I start with the full model and then run forward selection and repeat the db-RDA on the reduced set. Analyses shown for Y1 and Y2:
# First Y1:
E.Y1.cs <- capscale(Y1 ~., E1)
# Is the fit significant?
anova(E.Y1.cs, parallel = 4) # ... yes!
# The adjusted R2 --- the variance explained by the constrained axes:
E.Y1.R2a <- RsquareAdj(E.Y1.cs)$adj.r.squared
# Variance explained by full model:
sum(E.Y1.cs$CCA$eig) / E.Y1.cs$tot.chi * 100
# ...and now Y2:
E.Y2.cs <- capscale(Y2 ~., E1)
anova(E.Y2.cs, parallel = 4) # ... yes!
E.Y2.R2a <- RsquareAdj(E.Y2.cs)$adj.r.squared
sum(E.Y2.cs$CCA$eig) / E.Y2.cs$tot.chi * 100
# Forward selection on Y1:
E.Y1.fwd <- forward.sel(Y1, E1, adjR2thresh = E.Y1.R2a, nperm = 999)

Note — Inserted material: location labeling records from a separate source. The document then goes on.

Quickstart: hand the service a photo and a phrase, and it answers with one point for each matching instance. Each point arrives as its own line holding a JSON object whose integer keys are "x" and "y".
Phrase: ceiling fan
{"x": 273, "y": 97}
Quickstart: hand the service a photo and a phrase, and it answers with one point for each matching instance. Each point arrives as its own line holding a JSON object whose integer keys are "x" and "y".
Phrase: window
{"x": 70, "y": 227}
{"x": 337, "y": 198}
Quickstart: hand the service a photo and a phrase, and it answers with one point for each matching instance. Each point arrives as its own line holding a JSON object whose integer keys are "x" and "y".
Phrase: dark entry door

# Forward selection on Y1:
E.Y2.fwd <- forward.sel(Y2, E1, adjR2thresh = E.Y2.R2a, nperm = 999)
# Write the significant envs to a new object, and
# identity of significant envs in increasing order;
# first Y1:
E.Y1.sign <- E.Y1.fwd %>%
dplyr::select(variables) %>%
as.vector()
E.Y1.red <- E1[, E.Y1.sign[,1]]
# Run a new env analysis on the best env variables:
E.Y1.cs2 <- capscale(Y1 ~., E.Y1.red)
# Check for collinearity:
vif.cca(E.Y1.cs2)
# If there are significant collinearity the collinear variables can be removed:
# E.red <- dplyr::select(E.red, -augMean)

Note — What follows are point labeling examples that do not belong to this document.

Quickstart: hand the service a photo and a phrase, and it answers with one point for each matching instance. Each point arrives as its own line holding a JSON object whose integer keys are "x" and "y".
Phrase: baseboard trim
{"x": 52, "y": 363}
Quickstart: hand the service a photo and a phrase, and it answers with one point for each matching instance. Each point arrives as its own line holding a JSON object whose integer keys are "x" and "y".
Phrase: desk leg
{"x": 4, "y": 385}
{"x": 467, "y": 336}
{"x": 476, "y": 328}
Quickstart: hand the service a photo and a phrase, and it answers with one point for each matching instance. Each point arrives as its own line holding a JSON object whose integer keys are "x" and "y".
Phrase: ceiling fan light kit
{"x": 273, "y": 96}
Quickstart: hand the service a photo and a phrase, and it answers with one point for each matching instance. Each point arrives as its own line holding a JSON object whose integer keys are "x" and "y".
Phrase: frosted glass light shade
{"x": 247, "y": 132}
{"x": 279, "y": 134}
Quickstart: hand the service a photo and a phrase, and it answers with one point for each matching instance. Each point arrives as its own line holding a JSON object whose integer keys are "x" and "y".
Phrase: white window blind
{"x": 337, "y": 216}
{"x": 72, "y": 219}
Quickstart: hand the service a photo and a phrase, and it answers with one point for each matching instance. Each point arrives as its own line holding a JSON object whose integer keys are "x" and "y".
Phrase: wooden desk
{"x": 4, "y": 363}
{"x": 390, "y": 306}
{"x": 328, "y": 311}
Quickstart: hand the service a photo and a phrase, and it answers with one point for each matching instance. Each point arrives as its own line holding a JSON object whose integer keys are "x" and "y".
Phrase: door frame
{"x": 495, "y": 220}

# E.cs2 <- capscale(Y1 ~ ., E.red)
#
# check for collinearity again:
# vif.cca(E.cs2) # much better
# Test for significance:
anova(E.Y1.cs2, parallel = 4) # ... yes!
# Which axes are significant?
anova(E.Y1.cs2, by = "axis", parallel = 4) # ... yes!
# The significant axes:
E.Y1.axis.test <- anova(E.Y1.cs2, by = "terms", parallel = 4)
E.Y1.ax <- which(E.Y1.axis.test[, 4] < 0.05)

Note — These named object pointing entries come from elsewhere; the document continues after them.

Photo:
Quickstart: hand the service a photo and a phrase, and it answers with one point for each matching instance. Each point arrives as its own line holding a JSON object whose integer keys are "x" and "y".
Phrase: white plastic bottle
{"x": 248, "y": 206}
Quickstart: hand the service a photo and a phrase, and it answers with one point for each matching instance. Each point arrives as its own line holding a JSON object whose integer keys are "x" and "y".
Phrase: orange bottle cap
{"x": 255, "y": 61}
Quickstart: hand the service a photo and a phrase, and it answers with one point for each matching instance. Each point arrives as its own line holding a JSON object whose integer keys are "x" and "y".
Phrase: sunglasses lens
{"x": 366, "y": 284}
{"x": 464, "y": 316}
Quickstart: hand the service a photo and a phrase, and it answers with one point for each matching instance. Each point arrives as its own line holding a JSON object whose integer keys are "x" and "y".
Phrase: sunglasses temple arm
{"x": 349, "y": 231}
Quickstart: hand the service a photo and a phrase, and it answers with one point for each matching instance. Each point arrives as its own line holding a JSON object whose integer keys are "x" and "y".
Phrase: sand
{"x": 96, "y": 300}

E.Y1.sign.ax <- colnames(E.Y1.red[,E.Y1.ax])
# The adjusted R2 --- the variance explained by the constrained axes:
E.Y1.cs2.R2 <- RsquareAdj(E.Y1.cs2)$adj.r.squared
# Variance explained by reduced (final) model:
sum(E.Y1.cs2$CCA$eig) / E.Y1.cs2$tot.chi * 100
# The biplot scores for constraining variables:
scores(E.Y1.cs2, display = "bp", choices = c(1:2))
# ...then Y2
E.Y2.sign <- E.Y2.fwd %>%
dplyr::select(variables) %>%
as.vector()
E.Y2.red <- E1[, E.Y2.sign[,1]]
E.Y2.sign <- sort(E.Y2.fwd[, 1])
E.Y2.red <- data.frame(E1[, c(E.Y2.sign)])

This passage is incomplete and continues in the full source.